We have no idea if Y Combinator's "No Idea" thing is good or bad. I suspect YC doesn't know either and once they do, unless they let us know how it worked out, we still won't know. No amount of prognostication will answer the question. It's a real pet peeve of mine when people who don't know what they're talking about not only answer questions, but go above and beyond that to answer them definitively.
From what I've heard, ad hoc teams already happen in the YC program for various reasons. This is not a completely untested hypothesis.
They gathered potential talented people, form the band write songs for them, decide their image, their sound, etc.
This doesn't mean that this model won't work, it just means that they are not really artists.
The same thing is happening here. How can you be called an entrepreneur if you can't even come up with an idea?
Entrepreneurship is not for everybody. But if you don't have an idea, then you really should not be looking to be an entrepreneur. Entrepreneurs undertake something; "The French infinitive 'entreprendre' translates as 'to undertake' " (from Wikipedia).
If you have no ideas to undertake, then undertake other people's ideas by joining an existing company.
I think what people object to about this "no idea" idea is the feeling that this is just more control being shifted from founders to the same small group of rich and powerful tech kingmakers.
I don't know how valid that objection is, I guess we'll have to see, but it's likely a good thing for the community to discuss (although I doubt that discussion will happen here all that much).
More seriously though, my experience is that smart, motivated people get stuff done. And putting them in a situation with a deadline is one way to entice them to get something done (its the way college works after all :-))
As with many things, starting can be quite hard and I see the experiment YC is running as a way of seeing if incenting these folks to start will produce good results. Regardless of the outcome its a good experiment to run as it can inform future estimates on the available folks for creating new companies.
This is why people working for Google, Facebook, and startups become really great entrepreneurs. They live the life, they learn the trade and then when they get an idea they have everything in the world to succeed.
But in turn, if you just came out of college, being an Entrepreneur sounds good, let's try it without any clue on what you are doing, then it is going to be a waste of your time.
But I have to agree. YC trying it does not mean is wrong or bad.

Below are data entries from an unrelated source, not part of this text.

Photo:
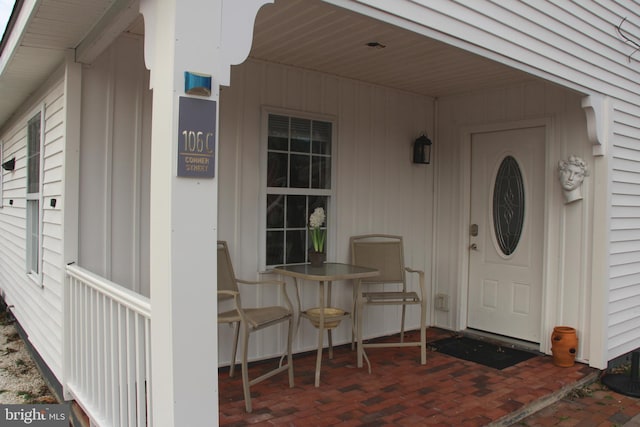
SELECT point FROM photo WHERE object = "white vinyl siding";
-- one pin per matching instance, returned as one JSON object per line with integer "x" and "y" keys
{"x": 37, "y": 308}
{"x": 624, "y": 286}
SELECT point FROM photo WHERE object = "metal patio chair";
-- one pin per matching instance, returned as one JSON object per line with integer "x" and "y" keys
{"x": 251, "y": 319}
{"x": 385, "y": 253}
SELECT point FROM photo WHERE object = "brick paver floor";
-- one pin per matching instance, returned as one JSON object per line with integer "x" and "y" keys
{"x": 401, "y": 392}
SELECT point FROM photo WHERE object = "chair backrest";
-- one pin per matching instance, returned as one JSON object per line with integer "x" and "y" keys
{"x": 226, "y": 276}
{"x": 382, "y": 252}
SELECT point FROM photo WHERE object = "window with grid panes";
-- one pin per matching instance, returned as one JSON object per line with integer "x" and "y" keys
{"x": 298, "y": 181}
{"x": 33, "y": 195}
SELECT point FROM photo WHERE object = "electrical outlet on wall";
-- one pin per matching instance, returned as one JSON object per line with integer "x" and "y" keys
{"x": 441, "y": 302}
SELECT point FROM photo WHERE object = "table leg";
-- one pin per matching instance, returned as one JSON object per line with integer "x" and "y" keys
{"x": 358, "y": 323}
{"x": 329, "y": 331}
{"x": 320, "y": 335}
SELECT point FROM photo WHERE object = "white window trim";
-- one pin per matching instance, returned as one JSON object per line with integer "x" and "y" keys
{"x": 37, "y": 277}
{"x": 330, "y": 194}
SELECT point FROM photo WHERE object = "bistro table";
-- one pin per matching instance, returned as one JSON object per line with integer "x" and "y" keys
{"x": 326, "y": 273}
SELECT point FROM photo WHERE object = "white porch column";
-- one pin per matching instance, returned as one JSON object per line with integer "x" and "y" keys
{"x": 205, "y": 37}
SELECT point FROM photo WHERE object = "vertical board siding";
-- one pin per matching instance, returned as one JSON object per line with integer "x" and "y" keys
{"x": 114, "y": 172}
{"x": 624, "y": 283}
{"x": 37, "y": 308}
{"x": 374, "y": 181}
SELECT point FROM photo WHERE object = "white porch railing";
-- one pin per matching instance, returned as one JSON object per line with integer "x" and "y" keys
{"x": 108, "y": 360}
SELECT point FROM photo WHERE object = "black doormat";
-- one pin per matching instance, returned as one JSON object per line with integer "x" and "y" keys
{"x": 482, "y": 352}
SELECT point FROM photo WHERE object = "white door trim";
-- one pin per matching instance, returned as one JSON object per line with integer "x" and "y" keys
{"x": 466, "y": 132}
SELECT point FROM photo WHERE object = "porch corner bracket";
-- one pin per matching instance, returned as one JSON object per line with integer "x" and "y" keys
{"x": 236, "y": 34}
{"x": 598, "y": 111}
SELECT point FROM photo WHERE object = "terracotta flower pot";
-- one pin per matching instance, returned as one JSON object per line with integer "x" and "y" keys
{"x": 564, "y": 345}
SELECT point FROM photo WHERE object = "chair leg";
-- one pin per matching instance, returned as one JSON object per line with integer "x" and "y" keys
{"x": 404, "y": 310}
{"x": 354, "y": 311}
{"x": 423, "y": 333}
{"x": 245, "y": 367}
{"x": 234, "y": 352}
{"x": 289, "y": 350}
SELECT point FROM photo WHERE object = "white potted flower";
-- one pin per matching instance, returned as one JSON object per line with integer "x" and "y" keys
{"x": 318, "y": 237}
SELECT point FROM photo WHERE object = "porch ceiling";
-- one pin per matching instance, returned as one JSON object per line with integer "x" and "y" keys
{"x": 305, "y": 33}
{"x": 37, "y": 42}
{"x": 318, "y": 36}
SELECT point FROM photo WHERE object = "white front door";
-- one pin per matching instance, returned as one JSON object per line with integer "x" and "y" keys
{"x": 506, "y": 232}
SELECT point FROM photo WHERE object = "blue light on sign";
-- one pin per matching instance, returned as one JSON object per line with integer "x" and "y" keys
{"x": 197, "y": 84}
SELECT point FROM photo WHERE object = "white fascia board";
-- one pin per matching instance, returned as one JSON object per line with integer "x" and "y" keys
{"x": 18, "y": 31}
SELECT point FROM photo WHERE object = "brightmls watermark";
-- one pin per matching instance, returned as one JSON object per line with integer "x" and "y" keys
{"x": 35, "y": 415}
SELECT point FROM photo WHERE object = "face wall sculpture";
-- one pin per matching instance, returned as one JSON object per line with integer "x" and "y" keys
{"x": 571, "y": 173}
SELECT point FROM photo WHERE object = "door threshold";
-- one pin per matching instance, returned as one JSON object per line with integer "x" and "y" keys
{"x": 502, "y": 340}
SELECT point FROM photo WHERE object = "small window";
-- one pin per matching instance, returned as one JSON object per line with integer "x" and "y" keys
{"x": 298, "y": 180}
{"x": 1, "y": 174}
{"x": 34, "y": 152}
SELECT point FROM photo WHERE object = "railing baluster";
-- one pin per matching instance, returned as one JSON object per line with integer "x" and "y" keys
{"x": 109, "y": 347}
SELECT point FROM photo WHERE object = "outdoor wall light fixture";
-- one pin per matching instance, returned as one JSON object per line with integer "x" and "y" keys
{"x": 376, "y": 45}
{"x": 9, "y": 165}
{"x": 422, "y": 150}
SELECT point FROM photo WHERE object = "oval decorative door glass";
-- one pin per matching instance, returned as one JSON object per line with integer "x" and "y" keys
{"x": 508, "y": 205}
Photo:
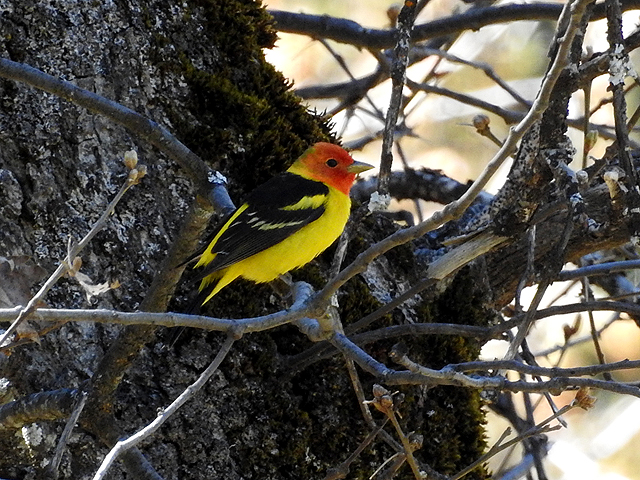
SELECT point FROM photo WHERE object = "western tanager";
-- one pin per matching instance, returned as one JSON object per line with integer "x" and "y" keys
{"x": 284, "y": 223}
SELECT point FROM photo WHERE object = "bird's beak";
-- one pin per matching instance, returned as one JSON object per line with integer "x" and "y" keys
{"x": 359, "y": 167}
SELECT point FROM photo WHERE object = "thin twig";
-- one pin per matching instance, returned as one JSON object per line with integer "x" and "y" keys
{"x": 398, "y": 77}
{"x": 163, "y": 416}
{"x": 65, "y": 265}
{"x": 52, "y": 468}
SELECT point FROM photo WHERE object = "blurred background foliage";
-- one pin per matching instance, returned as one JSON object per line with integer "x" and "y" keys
{"x": 598, "y": 444}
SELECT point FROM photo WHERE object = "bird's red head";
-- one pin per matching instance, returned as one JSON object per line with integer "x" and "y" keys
{"x": 329, "y": 164}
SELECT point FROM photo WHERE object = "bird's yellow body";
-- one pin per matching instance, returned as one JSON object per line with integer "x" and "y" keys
{"x": 283, "y": 224}
{"x": 292, "y": 252}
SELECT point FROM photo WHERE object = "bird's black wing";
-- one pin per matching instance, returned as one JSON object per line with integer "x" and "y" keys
{"x": 264, "y": 221}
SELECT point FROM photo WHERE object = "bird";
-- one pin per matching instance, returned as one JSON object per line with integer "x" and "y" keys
{"x": 283, "y": 224}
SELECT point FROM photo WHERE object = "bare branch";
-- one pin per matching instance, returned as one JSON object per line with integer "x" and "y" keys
{"x": 124, "y": 445}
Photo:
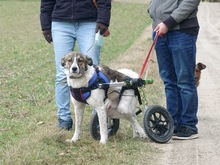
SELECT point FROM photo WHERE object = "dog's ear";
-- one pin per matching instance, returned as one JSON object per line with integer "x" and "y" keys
{"x": 89, "y": 61}
{"x": 63, "y": 62}
{"x": 201, "y": 66}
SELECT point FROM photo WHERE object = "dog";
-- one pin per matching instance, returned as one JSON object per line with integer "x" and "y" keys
{"x": 111, "y": 102}
{"x": 199, "y": 67}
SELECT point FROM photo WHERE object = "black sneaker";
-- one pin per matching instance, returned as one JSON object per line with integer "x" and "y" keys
{"x": 63, "y": 124}
{"x": 185, "y": 133}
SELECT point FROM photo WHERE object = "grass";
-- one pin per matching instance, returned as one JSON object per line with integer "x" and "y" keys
{"x": 28, "y": 133}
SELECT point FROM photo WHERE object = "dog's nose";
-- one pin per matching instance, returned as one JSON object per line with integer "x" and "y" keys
{"x": 74, "y": 69}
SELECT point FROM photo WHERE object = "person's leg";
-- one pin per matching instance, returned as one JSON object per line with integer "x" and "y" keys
{"x": 183, "y": 47}
{"x": 86, "y": 39}
{"x": 168, "y": 75}
{"x": 63, "y": 42}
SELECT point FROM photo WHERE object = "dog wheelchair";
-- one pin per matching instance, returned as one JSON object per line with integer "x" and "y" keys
{"x": 157, "y": 121}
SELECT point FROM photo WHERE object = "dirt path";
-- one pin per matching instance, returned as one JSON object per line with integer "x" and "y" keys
{"x": 206, "y": 149}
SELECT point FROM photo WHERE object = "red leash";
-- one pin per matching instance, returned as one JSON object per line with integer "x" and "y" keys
{"x": 149, "y": 53}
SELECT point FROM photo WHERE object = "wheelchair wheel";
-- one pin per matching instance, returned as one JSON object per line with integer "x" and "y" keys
{"x": 158, "y": 124}
{"x": 112, "y": 124}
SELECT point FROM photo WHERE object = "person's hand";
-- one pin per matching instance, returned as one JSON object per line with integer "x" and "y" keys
{"x": 47, "y": 36}
{"x": 101, "y": 27}
{"x": 161, "y": 29}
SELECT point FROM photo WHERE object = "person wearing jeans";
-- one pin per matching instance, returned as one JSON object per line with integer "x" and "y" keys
{"x": 176, "y": 24}
{"x": 64, "y": 23}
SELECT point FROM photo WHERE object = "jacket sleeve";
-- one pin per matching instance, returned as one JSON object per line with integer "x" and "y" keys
{"x": 46, "y": 9}
{"x": 184, "y": 10}
{"x": 104, "y": 11}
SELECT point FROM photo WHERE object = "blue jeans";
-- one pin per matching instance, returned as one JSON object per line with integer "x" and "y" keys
{"x": 176, "y": 55}
{"x": 65, "y": 35}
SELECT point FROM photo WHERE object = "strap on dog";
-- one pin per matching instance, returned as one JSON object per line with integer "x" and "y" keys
{"x": 136, "y": 93}
{"x": 83, "y": 93}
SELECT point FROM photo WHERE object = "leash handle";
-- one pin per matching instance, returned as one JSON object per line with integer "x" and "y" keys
{"x": 149, "y": 53}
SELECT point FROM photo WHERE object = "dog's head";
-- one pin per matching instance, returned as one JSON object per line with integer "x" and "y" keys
{"x": 199, "y": 66}
{"x": 75, "y": 64}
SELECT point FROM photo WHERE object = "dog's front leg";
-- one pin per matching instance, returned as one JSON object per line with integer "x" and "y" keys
{"x": 103, "y": 124}
{"x": 79, "y": 109}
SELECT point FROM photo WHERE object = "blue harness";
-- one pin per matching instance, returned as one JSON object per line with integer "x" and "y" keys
{"x": 83, "y": 93}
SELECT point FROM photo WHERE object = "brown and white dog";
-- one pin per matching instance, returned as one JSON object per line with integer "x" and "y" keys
{"x": 80, "y": 70}
{"x": 199, "y": 67}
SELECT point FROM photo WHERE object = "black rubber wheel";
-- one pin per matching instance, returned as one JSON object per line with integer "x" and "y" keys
{"x": 113, "y": 125}
{"x": 158, "y": 124}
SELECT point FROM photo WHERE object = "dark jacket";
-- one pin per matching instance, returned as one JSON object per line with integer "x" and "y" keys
{"x": 74, "y": 11}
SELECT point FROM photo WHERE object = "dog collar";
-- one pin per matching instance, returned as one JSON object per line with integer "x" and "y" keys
{"x": 83, "y": 93}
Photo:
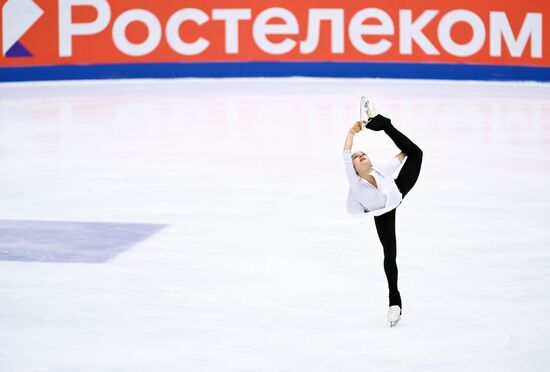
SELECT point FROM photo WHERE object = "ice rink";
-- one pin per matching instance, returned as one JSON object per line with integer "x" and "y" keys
{"x": 200, "y": 225}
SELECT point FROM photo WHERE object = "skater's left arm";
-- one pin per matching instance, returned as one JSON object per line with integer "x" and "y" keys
{"x": 356, "y": 128}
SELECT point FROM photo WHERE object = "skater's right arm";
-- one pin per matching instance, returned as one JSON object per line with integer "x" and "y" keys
{"x": 356, "y": 128}
{"x": 352, "y": 176}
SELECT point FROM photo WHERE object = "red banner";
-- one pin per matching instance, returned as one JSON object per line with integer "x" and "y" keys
{"x": 60, "y": 32}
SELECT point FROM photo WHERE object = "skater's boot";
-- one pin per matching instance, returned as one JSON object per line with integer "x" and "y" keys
{"x": 369, "y": 109}
{"x": 394, "y": 315}
{"x": 375, "y": 121}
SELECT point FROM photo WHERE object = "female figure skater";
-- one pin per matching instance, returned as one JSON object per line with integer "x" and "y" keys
{"x": 373, "y": 191}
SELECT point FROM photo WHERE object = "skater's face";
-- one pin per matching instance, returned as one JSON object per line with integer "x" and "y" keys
{"x": 361, "y": 162}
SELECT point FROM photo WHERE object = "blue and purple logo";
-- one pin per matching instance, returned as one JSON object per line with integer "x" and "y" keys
{"x": 18, "y": 16}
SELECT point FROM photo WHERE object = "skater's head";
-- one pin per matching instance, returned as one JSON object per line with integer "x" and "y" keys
{"x": 361, "y": 162}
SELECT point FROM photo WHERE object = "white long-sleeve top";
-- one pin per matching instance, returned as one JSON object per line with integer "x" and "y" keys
{"x": 366, "y": 200}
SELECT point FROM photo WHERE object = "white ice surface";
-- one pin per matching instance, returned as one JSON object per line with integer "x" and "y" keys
{"x": 261, "y": 269}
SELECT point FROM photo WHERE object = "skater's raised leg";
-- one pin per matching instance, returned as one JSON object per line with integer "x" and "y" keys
{"x": 408, "y": 175}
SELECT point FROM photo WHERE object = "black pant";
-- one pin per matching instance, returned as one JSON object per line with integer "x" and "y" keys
{"x": 385, "y": 224}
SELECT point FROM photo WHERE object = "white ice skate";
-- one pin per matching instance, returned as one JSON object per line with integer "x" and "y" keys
{"x": 394, "y": 315}
{"x": 367, "y": 110}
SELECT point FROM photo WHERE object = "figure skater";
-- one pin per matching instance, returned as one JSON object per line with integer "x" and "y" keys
{"x": 374, "y": 192}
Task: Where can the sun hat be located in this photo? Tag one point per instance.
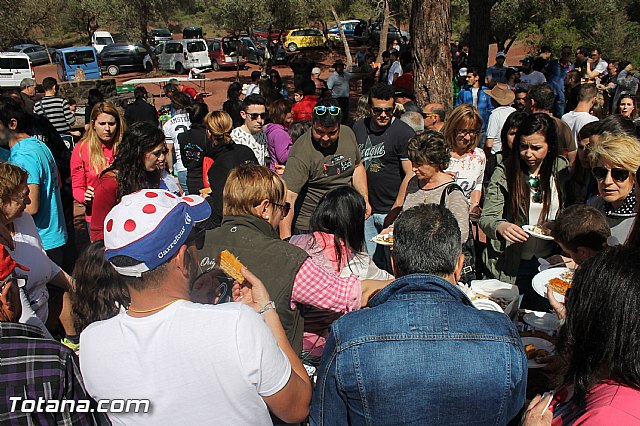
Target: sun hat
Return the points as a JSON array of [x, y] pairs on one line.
[[150, 226]]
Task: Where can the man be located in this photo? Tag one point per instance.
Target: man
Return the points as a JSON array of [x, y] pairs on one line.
[[140, 110], [434, 115], [581, 115], [196, 364], [501, 99], [338, 83], [473, 94], [528, 76], [325, 157], [34, 366], [496, 73], [474, 369], [542, 100], [44, 187], [27, 92], [596, 67], [54, 108], [254, 114], [383, 146]]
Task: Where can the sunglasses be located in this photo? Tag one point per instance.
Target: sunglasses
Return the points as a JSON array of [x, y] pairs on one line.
[[286, 207], [254, 115], [322, 110], [618, 174], [378, 110]]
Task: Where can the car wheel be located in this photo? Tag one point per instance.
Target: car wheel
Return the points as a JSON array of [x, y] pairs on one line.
[[113, 70]]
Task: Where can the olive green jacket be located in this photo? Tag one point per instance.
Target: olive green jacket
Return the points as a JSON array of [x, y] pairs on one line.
[[502, 258]]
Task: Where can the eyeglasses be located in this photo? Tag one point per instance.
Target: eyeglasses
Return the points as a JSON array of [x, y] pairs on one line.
[[618, 174], [286, 207], [378, 110], [322, 110], [254, 115], [464, 132]]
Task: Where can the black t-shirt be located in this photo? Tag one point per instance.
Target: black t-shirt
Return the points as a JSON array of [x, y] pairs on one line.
[[382, 156]]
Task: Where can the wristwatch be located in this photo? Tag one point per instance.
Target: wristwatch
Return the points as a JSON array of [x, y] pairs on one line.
[[270, 305]]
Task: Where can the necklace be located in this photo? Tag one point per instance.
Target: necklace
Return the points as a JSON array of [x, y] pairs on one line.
[[146, 311]]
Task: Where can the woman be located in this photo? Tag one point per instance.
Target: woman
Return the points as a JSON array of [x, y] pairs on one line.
[[194, 146], [139, 164], [279, 142], [528, 188], [614, 161], [254, 205], [462, 132], [226, 155], [95, 153], [29, 251], [601, 385]]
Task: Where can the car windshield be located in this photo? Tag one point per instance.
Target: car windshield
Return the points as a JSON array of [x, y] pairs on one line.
[[79, 58]]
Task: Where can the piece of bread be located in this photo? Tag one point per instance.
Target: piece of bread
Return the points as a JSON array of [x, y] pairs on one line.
[[230, 265]]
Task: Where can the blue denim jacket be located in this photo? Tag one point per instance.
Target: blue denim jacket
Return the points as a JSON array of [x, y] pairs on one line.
[[421, 354]]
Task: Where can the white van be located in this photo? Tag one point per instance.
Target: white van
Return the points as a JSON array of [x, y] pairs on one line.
[[182, 55], [14, 66], [100, 39]]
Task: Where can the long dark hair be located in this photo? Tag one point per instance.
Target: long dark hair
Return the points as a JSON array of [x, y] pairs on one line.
[[341, 212], [139, 139], [599, 337], [99, 290], [517, 172]]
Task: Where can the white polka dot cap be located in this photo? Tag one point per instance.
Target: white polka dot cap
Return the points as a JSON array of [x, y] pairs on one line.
[[150, 226]]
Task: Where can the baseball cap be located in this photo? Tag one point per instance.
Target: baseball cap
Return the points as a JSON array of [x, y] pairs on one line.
[[150, 226]]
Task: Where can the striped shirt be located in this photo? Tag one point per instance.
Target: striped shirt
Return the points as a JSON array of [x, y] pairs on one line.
[[57, 111]]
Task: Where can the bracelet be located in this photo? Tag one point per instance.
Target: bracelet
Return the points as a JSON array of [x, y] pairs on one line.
[[270, 305]]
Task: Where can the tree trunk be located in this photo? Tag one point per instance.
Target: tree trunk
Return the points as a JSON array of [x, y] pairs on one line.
[[345, 43], [384, 31], [479, 36], [431, 34]]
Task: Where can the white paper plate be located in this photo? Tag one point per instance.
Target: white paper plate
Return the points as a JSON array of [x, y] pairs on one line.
[[542, 320], [541, 280], [529, 230], [539, 344]]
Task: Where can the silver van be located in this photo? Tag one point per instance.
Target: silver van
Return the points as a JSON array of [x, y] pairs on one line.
[[182, 55]]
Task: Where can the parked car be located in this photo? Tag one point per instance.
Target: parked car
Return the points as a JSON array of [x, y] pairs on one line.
[[158, 35], [70, 59], [14, 66], [182, 55], [36, 53], [100, 39], [306, 37], [122, 57]]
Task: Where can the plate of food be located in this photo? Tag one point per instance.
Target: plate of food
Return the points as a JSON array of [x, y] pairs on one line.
[[536, 349], [538, 232], [384, 239], [559, 279]]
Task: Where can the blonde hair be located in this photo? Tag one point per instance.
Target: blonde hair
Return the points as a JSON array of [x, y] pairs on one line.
[[97, 159], [219, 124], [11, 177], [621, 150], [462, 117], [247, 185]]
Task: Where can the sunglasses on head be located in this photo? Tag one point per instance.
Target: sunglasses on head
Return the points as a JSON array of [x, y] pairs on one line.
[[322, 110], [618, 174]]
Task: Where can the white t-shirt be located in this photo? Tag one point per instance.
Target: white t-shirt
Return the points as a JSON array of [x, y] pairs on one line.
[[494, 127], [257, 142], [197, 364], [576, 120], [172, 128]]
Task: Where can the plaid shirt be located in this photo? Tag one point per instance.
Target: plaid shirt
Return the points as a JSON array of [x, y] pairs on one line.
[[33, 367]]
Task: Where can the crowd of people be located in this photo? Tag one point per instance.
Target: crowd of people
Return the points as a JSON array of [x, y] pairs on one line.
[[320, 323]]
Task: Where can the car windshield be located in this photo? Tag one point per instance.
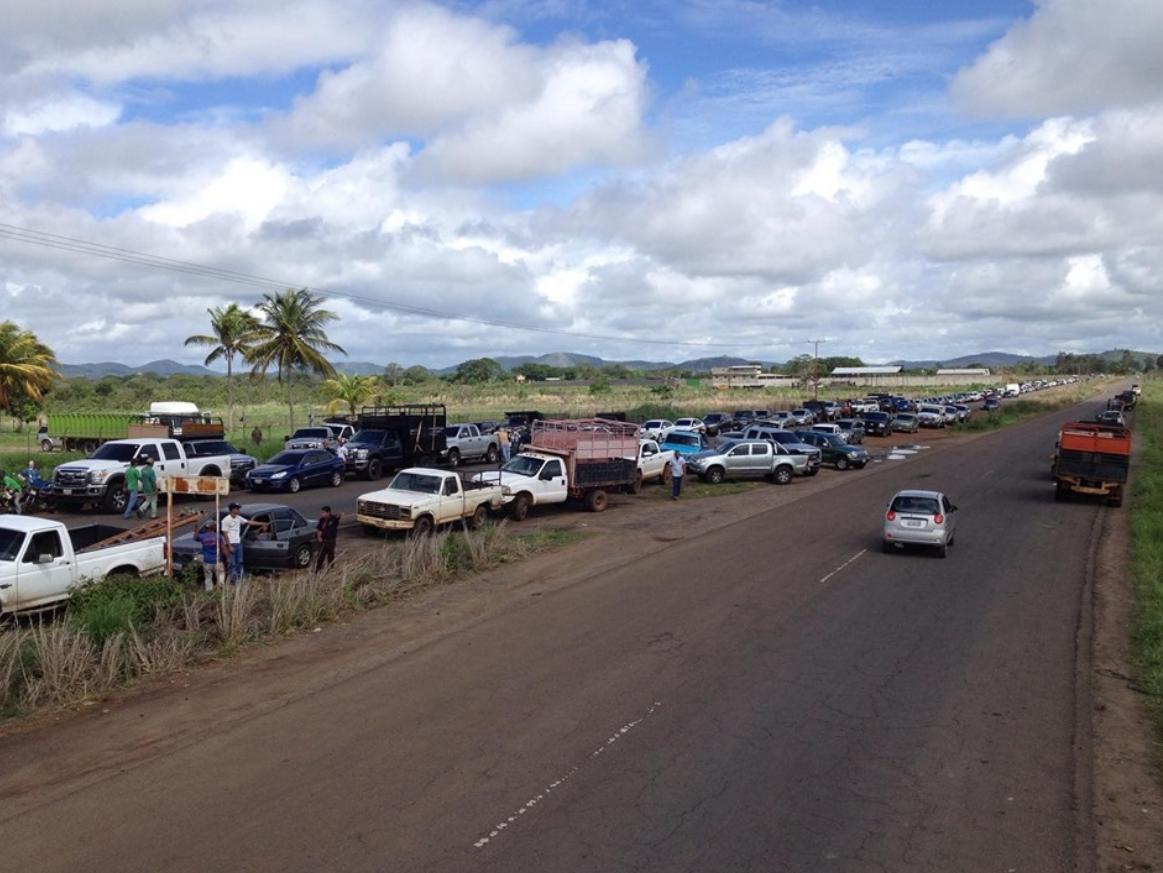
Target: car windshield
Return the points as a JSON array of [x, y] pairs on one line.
[[911, 503], [9, 543], [115, 451], [373, 437], [419, 482], [522, 465], [286, 459]]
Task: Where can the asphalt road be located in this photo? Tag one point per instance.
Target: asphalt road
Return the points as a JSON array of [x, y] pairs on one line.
[[777, 695]]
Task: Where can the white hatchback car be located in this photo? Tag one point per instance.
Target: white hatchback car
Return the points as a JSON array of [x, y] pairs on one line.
[[920, 517]]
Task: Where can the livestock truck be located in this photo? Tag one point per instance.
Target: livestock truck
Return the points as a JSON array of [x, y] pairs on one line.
[[578, 459], [1092, 458]]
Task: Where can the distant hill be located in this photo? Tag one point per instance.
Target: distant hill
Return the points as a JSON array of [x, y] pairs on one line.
[[108, 367]]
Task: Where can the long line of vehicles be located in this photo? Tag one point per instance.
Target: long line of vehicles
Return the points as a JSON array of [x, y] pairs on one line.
[[554, 462]]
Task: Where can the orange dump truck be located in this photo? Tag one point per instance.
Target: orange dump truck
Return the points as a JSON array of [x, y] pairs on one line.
[[1092, 458]]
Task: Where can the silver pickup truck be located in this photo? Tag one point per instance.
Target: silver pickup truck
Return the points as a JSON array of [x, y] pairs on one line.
[[747, 459], [465, 442]]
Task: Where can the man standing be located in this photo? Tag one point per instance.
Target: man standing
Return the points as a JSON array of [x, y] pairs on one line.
[[214, 549], [149, 489], [232, 529], [133, 485], [677, 467], [327, 531]]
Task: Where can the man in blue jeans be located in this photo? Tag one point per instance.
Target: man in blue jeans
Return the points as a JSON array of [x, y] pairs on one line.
[[233, 526]]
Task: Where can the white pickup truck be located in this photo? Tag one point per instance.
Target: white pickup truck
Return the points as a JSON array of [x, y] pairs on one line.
[[100, 479], [465, 442], [41, 562], [653, 463], [420, 499]]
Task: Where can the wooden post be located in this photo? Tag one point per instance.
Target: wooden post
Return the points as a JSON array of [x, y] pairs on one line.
[[169, 531]]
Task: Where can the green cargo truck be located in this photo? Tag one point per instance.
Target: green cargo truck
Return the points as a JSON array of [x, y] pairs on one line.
[[84, 431]]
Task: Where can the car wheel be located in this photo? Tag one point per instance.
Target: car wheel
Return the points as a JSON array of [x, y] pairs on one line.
[[479, 516], [301, 557], [596, 501], [519, 509]]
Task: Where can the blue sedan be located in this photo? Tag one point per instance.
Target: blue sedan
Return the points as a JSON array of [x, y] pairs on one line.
[[295, 469]]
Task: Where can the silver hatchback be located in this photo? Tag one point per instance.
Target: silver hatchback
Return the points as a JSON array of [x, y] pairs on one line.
[[920, 517]]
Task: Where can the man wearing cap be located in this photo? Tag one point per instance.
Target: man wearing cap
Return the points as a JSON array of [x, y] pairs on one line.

It might work, but they have to understand these engineers will not be entrepreneurs, at least not in their first instance.
Dustin said, simply, that you shouldn't become an entrepreneur just for the sake of becoming one. You should have an idea that you're energised about and want to build.
The fact that Zuckerberg had ideas before Facebook doesn't mean that YC's "no idea" round is a good idea.
Zuckerberg was building things and tinkering before Facebook: that's the exact opposite of not having any ideas. Literally, that is the opposite. He had ideas. He worked on them.
"We're currently looking for a lead interaction designer. If you think you're up for it, email jobs@yipit.com" -sidebar of author's website
2.) I don't see anything wrong with it.
Is there an unwritten rule that one must be affiliated with YC to have an opinion about the program?
I wasn't writing with a sarcastic intent. It's hard to be genuinely surprised about realizing something on the internet without coming across that way it seems. I honestly just figured out why he might have considering writing about YC at all given his background.
I was on the fence before about applying to "incubators" (I know YC is technically not a incubator), but this solved it for me. Ideas are worthless, execution is only slightly more valuable and YC is an idea execution factory. To be honest, it's an enviable position. I do appreciate the transparency.
I don't think any of your points really hold water. Even a world in which ideas are worth equally as much as execution would make no sense. I can't fly to work in a picture of a flying car; the execution for new vehicles hasn't gotten any cheaper or there would be more novelty car companies. I can't network with my friends using Diaspora. If execution were so easy, there should be ten decentralized Facebook clones with proper privacy guarantees by now, and there aren't. Spend four hours walking around, wherever you are, and you can find a dozen or more people convinced they have brilliant web ideas they just don't know how to execute. Everyone who can't program is an "idea man." Separating terrible ideas from the rest isn't hard, but without time travel it's impossible to distinguish decent ideas from extraordinary ones.
The Valley is becoming more and more insular and self-referencing. From outside, where I am, it looks to me like a mirror of the setup for the housing bubble, where the value of everything today is zero and the value of everything tomorrow is infinite, so nobody is doing anything today except trading the possibility of doing more and better things tomorrow. An idea or a founder might be worth a lot in this environment right now, but I don't think this situation is sustainable.
The other good point already made was that YCs investment best leveraged if you ready almost right away. No matter how you smart you are, identifying a problem, creating a solution and assembling a team takes time, valuable time. In most cases this process would put you a bit further out from some of the expertise that YC has to offer.
PG even gives a list of things he'd like to see built, take one of those if you don't have your own, but not having anything to me seems like a bit of a cop-out.
.... What do we do the next day? What do we work on? I can totally get behind the idea that they're funding the founders and not the idea but there has to be some idea at some point, right? Why not the day before the application instead of the day after?